Musim ini adalah kali pertama dalam sejarah klub PSG melaju sampai final. Sebelumnya, sejak 2012 PSG bahkan nggak mampu menembus babak besar Liga Champions walaupun sudah menghabiskan biaya 1,17 milyar euro hingga tahun 2019 (sekitar Rp 20,3 trilyun!).
Jalan yang Berat
Tanpa mengurangi rasa hormat pada PSG dan segenap fansnya, kita bisa bilang PSG beruntung dan terbantu lawan-lawannya dalam undian fase gugur Liga Champions Eropa kali ini.
PSG hanya bertemu Borussia Dortmund, Atalanta, dan RB Leipzig. Seluruhnya belum pernah merasakan gelar juara Liga Champions Eropa, paling banter Dortmund yang kalah oleh Bayern di final musim 2012/2013. Bahkan, Atalanta dan RB Leipzig musim ini baru menjalani musim debut mereka di Liga Champions.
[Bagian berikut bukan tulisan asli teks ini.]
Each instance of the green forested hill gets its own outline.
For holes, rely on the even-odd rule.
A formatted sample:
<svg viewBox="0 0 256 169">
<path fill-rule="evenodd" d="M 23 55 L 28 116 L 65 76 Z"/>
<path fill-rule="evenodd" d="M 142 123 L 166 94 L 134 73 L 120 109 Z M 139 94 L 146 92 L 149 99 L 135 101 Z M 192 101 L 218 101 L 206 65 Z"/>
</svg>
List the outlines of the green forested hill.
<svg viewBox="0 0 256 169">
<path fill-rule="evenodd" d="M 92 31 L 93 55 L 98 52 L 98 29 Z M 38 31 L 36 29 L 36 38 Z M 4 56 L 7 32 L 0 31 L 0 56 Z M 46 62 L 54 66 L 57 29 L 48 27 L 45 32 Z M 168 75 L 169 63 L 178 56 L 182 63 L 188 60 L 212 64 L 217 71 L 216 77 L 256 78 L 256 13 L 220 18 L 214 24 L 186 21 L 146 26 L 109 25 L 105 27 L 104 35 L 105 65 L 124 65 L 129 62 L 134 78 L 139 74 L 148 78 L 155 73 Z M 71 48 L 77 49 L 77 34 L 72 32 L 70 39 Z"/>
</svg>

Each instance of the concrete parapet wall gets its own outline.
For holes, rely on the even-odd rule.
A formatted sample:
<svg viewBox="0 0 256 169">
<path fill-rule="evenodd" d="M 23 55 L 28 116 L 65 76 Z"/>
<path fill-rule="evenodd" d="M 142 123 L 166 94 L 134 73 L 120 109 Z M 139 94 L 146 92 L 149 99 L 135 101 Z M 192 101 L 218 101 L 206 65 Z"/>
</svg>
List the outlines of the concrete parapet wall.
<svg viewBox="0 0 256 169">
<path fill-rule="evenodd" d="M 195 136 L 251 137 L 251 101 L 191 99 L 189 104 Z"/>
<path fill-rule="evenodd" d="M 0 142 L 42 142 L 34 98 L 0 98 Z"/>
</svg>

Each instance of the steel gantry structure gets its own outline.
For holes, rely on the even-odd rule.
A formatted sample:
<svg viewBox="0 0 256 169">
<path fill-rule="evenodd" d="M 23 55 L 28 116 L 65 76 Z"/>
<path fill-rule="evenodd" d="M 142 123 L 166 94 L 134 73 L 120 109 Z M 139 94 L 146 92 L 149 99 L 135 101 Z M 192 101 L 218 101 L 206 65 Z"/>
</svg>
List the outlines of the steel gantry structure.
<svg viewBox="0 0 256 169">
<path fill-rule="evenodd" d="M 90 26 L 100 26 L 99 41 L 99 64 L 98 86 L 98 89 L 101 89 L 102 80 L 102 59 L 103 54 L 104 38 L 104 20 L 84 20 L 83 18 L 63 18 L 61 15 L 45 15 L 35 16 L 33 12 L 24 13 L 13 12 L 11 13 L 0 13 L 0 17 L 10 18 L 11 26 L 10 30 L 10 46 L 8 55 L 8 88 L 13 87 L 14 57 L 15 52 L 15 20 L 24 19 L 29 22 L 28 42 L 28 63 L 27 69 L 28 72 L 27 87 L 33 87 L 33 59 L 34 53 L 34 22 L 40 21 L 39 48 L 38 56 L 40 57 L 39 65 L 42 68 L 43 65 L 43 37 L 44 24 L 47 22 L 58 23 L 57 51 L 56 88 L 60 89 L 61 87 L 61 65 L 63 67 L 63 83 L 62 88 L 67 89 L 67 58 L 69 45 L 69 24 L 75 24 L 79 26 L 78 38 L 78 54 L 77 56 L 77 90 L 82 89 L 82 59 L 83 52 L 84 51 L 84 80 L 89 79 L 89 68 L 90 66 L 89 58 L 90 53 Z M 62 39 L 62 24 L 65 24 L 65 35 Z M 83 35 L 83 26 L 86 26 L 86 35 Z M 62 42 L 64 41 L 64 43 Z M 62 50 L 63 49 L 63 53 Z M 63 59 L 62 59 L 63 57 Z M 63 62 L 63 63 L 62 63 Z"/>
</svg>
Sebaliknya, jalan yang ditempuh Bayern sangatlah terjal. Di babak 16 besar, Bayern harus bertemu Chelsea (Juara Liga Champions 1x), dilanjutkan dengan Barcelona (Juara 5x), lalu dilanjutkan dengan melawan Lyon (semifinalis 2009/2010). Bayern pun mencatat kemenangan 100% dalam perjalanan menuju final.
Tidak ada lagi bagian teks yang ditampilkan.